De volgende twee maanden pompt ik de melk weg en woog de baby eindeloos voordat hij zelf de borst kon opzuigen. Gelukkig waren er geen pathologieën: hij was in het eerste jaar van zijn leven nooit ziek geweest en begon al snel aan de leeftijdsnormen te voldoen. Ik ontmoet voortdurend mensen die bevallen of te vroeg geboren zijn en ikzelf vertel vaak over mijn verhaal.
Alles eindigde goed, maar liet zijn sporen na. Nu ben ik bang voor medische manipulaties, niet alleen vanwege de pijn die moest worden overgedragen, maar ook vanwege de verhalen die moesten worden gehoord.

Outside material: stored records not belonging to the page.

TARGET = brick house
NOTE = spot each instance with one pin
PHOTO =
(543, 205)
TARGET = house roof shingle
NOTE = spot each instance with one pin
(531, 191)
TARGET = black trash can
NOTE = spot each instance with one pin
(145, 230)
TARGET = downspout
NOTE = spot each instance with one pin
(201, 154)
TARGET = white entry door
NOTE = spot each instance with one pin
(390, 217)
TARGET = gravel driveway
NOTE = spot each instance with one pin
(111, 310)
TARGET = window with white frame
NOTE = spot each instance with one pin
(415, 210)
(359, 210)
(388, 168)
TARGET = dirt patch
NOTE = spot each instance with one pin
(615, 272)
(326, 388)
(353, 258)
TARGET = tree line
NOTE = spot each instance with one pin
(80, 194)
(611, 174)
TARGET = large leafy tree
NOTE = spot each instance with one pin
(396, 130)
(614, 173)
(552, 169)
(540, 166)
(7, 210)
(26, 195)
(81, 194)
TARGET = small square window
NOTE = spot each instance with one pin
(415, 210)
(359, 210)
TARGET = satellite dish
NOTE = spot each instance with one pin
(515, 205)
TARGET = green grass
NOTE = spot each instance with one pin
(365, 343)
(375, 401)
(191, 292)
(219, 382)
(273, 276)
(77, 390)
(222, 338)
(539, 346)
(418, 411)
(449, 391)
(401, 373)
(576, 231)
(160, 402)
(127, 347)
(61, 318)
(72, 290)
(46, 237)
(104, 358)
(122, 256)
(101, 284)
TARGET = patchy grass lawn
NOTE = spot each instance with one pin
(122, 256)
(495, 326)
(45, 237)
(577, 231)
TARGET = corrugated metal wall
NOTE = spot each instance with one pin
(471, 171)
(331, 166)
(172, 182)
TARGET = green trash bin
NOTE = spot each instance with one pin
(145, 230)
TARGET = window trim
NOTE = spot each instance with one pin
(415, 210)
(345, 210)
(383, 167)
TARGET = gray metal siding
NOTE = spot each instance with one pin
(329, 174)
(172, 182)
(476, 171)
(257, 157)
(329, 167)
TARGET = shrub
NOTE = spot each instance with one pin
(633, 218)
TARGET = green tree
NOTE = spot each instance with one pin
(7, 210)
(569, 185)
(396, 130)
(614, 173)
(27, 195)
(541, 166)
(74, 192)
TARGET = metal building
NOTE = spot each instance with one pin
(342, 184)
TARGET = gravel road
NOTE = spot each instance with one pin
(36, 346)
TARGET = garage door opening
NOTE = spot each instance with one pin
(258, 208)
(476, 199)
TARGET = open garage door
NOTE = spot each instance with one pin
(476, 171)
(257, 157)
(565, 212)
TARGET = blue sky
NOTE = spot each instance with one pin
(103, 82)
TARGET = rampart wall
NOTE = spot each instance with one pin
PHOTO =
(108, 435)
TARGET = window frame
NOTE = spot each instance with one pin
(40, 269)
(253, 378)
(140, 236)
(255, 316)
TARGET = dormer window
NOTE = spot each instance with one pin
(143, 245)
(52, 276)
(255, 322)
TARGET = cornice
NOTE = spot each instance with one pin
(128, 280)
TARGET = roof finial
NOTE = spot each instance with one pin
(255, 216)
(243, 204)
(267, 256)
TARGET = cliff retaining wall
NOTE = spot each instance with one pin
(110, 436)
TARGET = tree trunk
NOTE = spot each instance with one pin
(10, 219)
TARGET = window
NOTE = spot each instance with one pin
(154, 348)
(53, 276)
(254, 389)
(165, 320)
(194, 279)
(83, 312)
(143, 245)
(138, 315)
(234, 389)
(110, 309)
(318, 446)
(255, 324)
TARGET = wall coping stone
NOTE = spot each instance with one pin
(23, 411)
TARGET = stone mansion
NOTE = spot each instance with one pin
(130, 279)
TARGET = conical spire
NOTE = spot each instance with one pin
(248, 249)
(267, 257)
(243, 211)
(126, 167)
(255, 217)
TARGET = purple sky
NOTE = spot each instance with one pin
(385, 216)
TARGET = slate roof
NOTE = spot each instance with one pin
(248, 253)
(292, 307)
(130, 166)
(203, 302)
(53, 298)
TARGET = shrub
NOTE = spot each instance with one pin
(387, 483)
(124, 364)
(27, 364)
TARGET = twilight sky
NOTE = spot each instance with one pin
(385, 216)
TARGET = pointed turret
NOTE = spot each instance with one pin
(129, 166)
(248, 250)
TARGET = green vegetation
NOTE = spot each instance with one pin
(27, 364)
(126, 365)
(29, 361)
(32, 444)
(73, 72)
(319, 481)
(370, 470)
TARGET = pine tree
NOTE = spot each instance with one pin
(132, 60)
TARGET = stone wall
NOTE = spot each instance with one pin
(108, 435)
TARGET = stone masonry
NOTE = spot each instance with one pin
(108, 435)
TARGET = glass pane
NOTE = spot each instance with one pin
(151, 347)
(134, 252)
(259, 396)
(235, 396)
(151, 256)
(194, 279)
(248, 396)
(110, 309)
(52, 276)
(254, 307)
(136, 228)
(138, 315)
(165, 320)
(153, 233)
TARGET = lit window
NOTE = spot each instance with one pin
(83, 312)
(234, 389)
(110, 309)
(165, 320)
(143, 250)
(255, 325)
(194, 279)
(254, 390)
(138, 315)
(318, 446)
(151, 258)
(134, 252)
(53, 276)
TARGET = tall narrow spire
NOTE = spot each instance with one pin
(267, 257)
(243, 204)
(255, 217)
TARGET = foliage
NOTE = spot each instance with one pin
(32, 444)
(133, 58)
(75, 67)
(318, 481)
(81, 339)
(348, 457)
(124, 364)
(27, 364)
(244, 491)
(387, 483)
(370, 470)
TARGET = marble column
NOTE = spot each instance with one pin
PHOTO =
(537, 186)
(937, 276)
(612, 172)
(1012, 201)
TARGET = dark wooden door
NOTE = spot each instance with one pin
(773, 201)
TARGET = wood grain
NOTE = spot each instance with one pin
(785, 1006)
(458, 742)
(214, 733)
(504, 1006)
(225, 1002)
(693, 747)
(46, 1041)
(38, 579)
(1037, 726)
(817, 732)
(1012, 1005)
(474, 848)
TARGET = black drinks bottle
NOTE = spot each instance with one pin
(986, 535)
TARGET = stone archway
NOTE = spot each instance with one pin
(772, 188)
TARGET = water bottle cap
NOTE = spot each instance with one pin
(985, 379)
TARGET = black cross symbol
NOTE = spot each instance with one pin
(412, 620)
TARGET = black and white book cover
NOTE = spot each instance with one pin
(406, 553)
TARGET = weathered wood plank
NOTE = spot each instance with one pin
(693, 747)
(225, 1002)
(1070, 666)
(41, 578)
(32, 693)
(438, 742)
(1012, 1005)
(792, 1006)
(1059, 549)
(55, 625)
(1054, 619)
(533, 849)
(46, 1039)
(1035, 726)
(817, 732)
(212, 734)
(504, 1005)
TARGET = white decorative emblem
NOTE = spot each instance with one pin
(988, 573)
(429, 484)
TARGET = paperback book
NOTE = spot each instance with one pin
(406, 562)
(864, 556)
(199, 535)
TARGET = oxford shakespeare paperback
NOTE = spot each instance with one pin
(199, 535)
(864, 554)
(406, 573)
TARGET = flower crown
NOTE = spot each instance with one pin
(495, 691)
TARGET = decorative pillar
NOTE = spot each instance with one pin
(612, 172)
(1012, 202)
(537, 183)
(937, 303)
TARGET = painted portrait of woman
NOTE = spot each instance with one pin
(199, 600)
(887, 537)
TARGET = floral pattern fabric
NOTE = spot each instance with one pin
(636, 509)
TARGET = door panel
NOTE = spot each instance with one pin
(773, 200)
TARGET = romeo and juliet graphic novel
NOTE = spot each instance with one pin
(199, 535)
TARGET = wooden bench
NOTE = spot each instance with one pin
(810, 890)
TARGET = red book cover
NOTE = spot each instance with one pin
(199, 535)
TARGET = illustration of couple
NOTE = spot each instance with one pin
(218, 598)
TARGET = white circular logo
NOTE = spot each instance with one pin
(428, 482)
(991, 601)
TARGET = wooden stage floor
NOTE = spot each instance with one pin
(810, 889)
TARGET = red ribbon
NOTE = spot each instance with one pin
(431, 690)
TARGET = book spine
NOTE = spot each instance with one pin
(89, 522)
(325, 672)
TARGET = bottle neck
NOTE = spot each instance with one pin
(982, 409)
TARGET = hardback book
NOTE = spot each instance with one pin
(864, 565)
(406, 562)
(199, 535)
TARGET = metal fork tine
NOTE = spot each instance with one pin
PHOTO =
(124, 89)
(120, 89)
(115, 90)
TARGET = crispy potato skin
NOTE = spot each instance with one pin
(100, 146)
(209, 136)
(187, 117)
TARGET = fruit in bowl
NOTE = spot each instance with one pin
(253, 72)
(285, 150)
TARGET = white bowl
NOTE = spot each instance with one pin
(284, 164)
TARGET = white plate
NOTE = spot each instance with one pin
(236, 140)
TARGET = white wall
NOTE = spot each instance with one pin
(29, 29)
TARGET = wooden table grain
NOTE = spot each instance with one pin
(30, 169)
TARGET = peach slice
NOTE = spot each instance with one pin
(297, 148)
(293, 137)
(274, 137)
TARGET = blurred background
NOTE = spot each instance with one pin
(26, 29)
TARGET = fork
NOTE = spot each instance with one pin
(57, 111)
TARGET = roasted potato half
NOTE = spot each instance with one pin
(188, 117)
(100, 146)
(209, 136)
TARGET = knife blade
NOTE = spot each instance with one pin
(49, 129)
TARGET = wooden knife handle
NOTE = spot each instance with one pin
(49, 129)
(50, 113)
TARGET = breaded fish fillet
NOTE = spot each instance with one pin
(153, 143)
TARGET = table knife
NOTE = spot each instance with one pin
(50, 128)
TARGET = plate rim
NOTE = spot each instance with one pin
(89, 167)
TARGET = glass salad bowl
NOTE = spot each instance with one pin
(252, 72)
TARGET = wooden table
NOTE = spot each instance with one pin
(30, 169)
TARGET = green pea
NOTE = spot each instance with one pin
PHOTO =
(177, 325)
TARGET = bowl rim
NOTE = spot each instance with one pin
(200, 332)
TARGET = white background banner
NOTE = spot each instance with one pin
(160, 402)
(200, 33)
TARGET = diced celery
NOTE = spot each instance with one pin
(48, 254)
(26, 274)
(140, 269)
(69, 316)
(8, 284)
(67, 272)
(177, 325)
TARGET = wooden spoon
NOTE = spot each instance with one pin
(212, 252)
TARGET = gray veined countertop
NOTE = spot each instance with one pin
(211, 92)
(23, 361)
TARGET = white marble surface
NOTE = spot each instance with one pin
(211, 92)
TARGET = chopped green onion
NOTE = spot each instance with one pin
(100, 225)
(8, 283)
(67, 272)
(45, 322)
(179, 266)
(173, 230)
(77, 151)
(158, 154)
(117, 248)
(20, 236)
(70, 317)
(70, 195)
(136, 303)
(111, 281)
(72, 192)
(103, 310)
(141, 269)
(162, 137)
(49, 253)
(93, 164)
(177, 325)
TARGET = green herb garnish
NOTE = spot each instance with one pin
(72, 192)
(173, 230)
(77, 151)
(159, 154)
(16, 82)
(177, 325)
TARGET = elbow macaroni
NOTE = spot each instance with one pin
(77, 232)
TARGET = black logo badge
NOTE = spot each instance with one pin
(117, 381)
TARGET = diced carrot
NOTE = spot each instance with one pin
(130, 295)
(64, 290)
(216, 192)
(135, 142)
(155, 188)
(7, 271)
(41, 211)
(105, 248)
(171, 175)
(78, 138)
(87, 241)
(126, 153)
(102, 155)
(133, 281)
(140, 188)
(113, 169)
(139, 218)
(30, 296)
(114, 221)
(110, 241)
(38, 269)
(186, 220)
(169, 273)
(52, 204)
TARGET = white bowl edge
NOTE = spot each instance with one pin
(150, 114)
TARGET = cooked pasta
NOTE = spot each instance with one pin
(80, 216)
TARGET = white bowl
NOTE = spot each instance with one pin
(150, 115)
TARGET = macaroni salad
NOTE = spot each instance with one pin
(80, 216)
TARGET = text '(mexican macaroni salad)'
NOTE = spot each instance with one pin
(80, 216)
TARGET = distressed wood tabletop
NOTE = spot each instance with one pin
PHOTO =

Met afschuw denk ik aan tweede geboorten, en soms denk ik dat het beter is om een kind te adopteren; tijdens het zoeken naar een geschikte psychotherapeut. Pas onlangs kwam ik een gynaecoloog tegen die in staat was om praktisch advies te geven: om genetische tests voor pre-eclampsie uit te voeren, op basis daarvan om de loop van de zwangerschap met enzymen en vitamines te corrigeren, omdat de kans op vroeggeboorte tijdens de tweede zwangerschap zelfs hoger is dan de eerste.
Ik zou dit verhaal niet kunnen overleven en mezelf blijven als mijn familie, vrienden, bijna alle medisch personeel en andere vrouwen me niet steunden. Ik was altijd bang voor ziekenhuizen en praatte over hen, maar alles bleek veel beter te zijn dan ik had gedacht, de omstandigheden in het ziekenhuis zijn zeer comfortabel, artsen en zussen zijn competent. Het is een raadsel voor mij hoe ze menselijk kunnen blijven met zo'n schema en lage lonen. Ik bewonder de pediatrische intensive care-artsen die baby's voeden en redden met een extreem lage lichaamsmassa.
Vroeggeboorte is een verhaal van een kind en een moeder. Hij is niet alleen, maar ook de moeder. Het is heel moeilijk om niet bij hem in de buurt te zijn, niet om te kunnen helpen, niet om je schuldig te voelen. Het is moeilijk om niet te weten wat er nu met het kind gebeurt en wat er vervolgens zal gebeuren, hoe het hem kan helpen. Het is moeilijk om een maand in het ziekenhuis te leven, als in een cel, zonder een gezin, een waterkoker en een normaal bed. Zo'n begin kost veel energie, en toch staan koliek en lactostase voorop. Twee jaar zijn verstreken en ik heb nog steeds niet het gevoel dat ik tot rust gekomen ben en mijn verhaal geaccepteerd heb. En ik hoop echt dat ik in het volgende ticket een rustige natuurlijke bevalling zal doortrekken.